Alexia Bertrand: guerre de postes sur fond de magouilles politico-financières

La presse francophone ne tarit pas d’éloge sur la nomination d’Alexia Bertrand au poste de Secrétaire d’État au budget et à la consommation. Elle souligne les brillantes études de cette femme politique, passée subitement du MR à l’Open Vld. Quand le pouvoir est l’objectif ultime au détriment du bien commun, les serviteurs médiatiques n’ont d’autres choses à souligner pour mettre le parvenu en valeur que ses études ou son sourire… Cette nouvelle nomination n’est qu’une preuve supplémentaire du désintérêt complet de la caste pour les gens, caste réduite à une poule sans tête prise dans une course sans fin aux fonctions de pouvoir. 

Lubo Duržo

Les journaux les plus attentifs soulignent l’intelligence de la manœuvre. Bertrand briguait la place de ministre des Affaires étrangères et aurait été choquée par la nomination d’Hadja Lahbib à ce poste. Elle avait en effet été de 2015 à 2019 la cheffe de cabinet du ministre de l’époque, Didier Reynders et semblait taillée pour cette responsabilité.

D’aucuns voyaient se rallumer la guerre entre reyndersiens et michelliens. Boucher ayant joué un mauvais tour à l’héritière spirituelle de Reynders.

Qui est Alexia Bertrand?

Maintenant, la vraie question est : qui est vraiment Alexia Bertrand ? Elle est la fille de Luc Bertrand, le milliardaire belge qui a longuement dirigé Ackermans & van Haeren, la multinationale d’origine anversoise qui chapeaute de nombreuses sociétés dont l’un des leaders mondiaux du dragage, la société Deme. 

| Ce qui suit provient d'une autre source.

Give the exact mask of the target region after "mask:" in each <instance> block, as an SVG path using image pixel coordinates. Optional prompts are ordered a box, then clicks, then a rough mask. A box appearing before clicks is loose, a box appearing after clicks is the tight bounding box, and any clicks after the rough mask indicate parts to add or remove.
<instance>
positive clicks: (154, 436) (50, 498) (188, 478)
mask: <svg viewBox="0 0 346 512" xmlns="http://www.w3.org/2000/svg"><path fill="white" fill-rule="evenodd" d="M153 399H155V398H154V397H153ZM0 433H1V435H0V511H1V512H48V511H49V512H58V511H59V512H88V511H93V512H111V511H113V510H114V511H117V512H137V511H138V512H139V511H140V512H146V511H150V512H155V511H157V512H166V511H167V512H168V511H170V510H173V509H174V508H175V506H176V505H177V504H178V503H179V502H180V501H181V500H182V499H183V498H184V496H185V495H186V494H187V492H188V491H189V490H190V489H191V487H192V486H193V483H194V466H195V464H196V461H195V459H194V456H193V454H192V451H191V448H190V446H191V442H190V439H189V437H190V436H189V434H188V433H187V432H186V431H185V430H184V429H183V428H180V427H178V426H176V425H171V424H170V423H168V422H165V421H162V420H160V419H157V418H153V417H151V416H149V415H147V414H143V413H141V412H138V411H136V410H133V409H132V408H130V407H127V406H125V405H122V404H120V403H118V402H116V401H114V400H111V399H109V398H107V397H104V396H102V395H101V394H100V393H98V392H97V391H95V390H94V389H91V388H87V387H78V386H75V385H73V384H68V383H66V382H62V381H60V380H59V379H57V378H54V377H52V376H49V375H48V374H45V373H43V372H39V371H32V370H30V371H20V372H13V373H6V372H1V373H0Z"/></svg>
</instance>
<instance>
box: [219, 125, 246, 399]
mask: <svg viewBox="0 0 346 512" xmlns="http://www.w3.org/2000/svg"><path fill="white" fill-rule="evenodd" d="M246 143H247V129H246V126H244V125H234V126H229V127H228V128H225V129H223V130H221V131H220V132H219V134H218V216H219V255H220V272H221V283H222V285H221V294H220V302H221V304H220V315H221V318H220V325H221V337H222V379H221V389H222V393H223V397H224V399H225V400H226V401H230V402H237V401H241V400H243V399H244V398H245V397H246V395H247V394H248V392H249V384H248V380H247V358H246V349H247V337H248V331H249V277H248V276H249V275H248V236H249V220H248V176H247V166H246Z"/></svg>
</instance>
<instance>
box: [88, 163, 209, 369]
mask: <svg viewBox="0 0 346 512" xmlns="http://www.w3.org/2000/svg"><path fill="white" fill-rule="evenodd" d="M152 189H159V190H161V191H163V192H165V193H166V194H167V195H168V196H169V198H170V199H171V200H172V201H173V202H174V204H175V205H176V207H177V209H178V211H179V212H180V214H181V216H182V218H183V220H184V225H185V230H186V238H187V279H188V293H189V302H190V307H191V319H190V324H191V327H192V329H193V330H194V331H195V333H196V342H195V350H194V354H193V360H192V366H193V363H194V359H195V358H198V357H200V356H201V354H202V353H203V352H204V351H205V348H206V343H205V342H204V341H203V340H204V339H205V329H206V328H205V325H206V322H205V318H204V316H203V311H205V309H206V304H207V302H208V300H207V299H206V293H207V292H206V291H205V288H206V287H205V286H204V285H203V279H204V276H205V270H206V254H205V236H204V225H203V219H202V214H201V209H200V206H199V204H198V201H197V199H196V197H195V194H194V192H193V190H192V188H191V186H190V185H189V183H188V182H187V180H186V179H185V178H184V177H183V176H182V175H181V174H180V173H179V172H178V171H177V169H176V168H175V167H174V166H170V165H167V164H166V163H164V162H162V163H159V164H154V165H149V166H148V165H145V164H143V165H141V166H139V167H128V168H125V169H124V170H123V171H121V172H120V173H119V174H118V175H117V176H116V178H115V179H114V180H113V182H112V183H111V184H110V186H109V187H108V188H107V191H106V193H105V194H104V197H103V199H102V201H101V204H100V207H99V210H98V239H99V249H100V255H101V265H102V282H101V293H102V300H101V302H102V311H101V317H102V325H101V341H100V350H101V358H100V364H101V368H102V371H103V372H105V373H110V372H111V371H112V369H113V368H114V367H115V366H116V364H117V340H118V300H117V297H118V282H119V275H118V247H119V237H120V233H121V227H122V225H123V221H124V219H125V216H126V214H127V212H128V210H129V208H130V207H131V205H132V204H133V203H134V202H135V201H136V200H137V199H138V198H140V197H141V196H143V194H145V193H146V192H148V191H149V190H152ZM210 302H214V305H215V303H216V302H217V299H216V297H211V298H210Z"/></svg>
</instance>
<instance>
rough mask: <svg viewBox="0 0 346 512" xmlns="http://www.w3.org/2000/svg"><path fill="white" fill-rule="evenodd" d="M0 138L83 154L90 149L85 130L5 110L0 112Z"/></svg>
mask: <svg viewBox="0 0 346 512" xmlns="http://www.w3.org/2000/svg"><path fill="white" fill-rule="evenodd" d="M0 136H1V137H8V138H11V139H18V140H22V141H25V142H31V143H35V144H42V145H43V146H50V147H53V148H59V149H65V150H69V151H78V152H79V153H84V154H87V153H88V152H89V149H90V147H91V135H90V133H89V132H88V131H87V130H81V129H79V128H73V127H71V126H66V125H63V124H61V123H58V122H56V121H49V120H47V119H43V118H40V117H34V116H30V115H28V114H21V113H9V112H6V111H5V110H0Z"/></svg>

Or Deme a été condamnée en Suisse pour corruption dans une affaire de contrat gigantesque avec le Nigeria. Elle a dû rembourser près de 35 millions d’euros(1). La même société est poursuivie en Belgique dans le cadre d’une autre affaire de corruption révélée par le FBI en Russie. Il s’agit d’une somme de près de 8 millions d’euros payée aux fonctionnaires russes en charge de l’octroi du marché du dragage du passage du Nord(2). Alexia Bertrand était administratrice d’Ackermans pendant toutes ces années.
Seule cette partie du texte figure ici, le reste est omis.